"Yes," said Eugenia at the breakfast table, "Marise was suddenly called back to France by family matters. She is her widowed father's housekeeper, you know; and then too, there is an old servant somewhere who brought her up, whom she feels it her duty to go to see every once in a while."
"What's her address in Paris?" asked Mr. Crittenden urgently.
"I can give that to you, but if you're thinking of writing her a card it wouldn't reach her, for she was to go directly on to the south, and I haven't the least idea what that address is. Some tiny village on the sea-coast, I believe. Or is it in the Pyrenees? But she will be back very soon, almost any day. It's hardly worth while trying to write her. She'll be here before a card could follow her around."

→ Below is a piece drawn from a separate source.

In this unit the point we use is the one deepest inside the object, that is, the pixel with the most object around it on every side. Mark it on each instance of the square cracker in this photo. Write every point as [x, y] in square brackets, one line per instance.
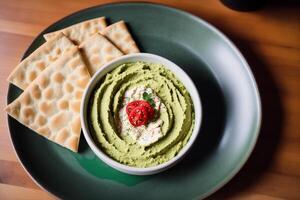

Mr. Crittenden got up, leaving his coffee untouched, and left the breakfast-room in his unceremonious American way, without a sign of decent civility.
Mr. Livingstone looked at Miss Mills eloquently, with a shrug which meant, "What can you expect?"
Eugenia waited till every one, except herself and Mr. Livingstone had left the room, and then said hesitatingly, "Mr. Livingstone, I wonder...." He was on the alert in an instant, surprised at her personal manner. "It's an outrageously big favor to ask of you, but I don't know any one else adroit enough to manage it." She paused, reflected and drew back shaking her head, "Oh, no; no! What am I thinking of?"
By this time Mr. Livingstone was in the chair beside her, assuring her warmly that if there was anything, anything he could do to be of service—"I shall consider it an honor, Miss Mills, I assure you, an honor!"
Miss Mills let her blue eyes rest on his deeply, as if sounding the depths of his sincerity, and then, with a yielding gesture of abandon, decided to trust him, "I've been foolish, and I'm so afraid I shall have trouble unless you can help me. Promise me you won't tell Mlle. Vallet. Or any one."
Impassioned protestations from Mr. Livingstone.
She looked over her shoulder to be sure they were alone, "You know the rule of the Italian government about taking out of Italy any valuable antiquities. They are so afraid that tourists of means will carry off some of the fragments of Greek and Roman sculpture. I knew about it of course, but I'd no idea it was really enforced—those things so seldom are in Europe. And I bought a lovely little antique bas-relief to go over a mantel-piece in my Paris apartment. I had it sent yesterday, up by the Simplon route; it's too late to get it back and now I'm in mortal terror of what may happen at the Italian frontier. I heard last night the most dreadful tales of what they do to any one who tries to smuggle out such things—not only fines, you know, but lawsuits, lawyers to frighten you—publicity!"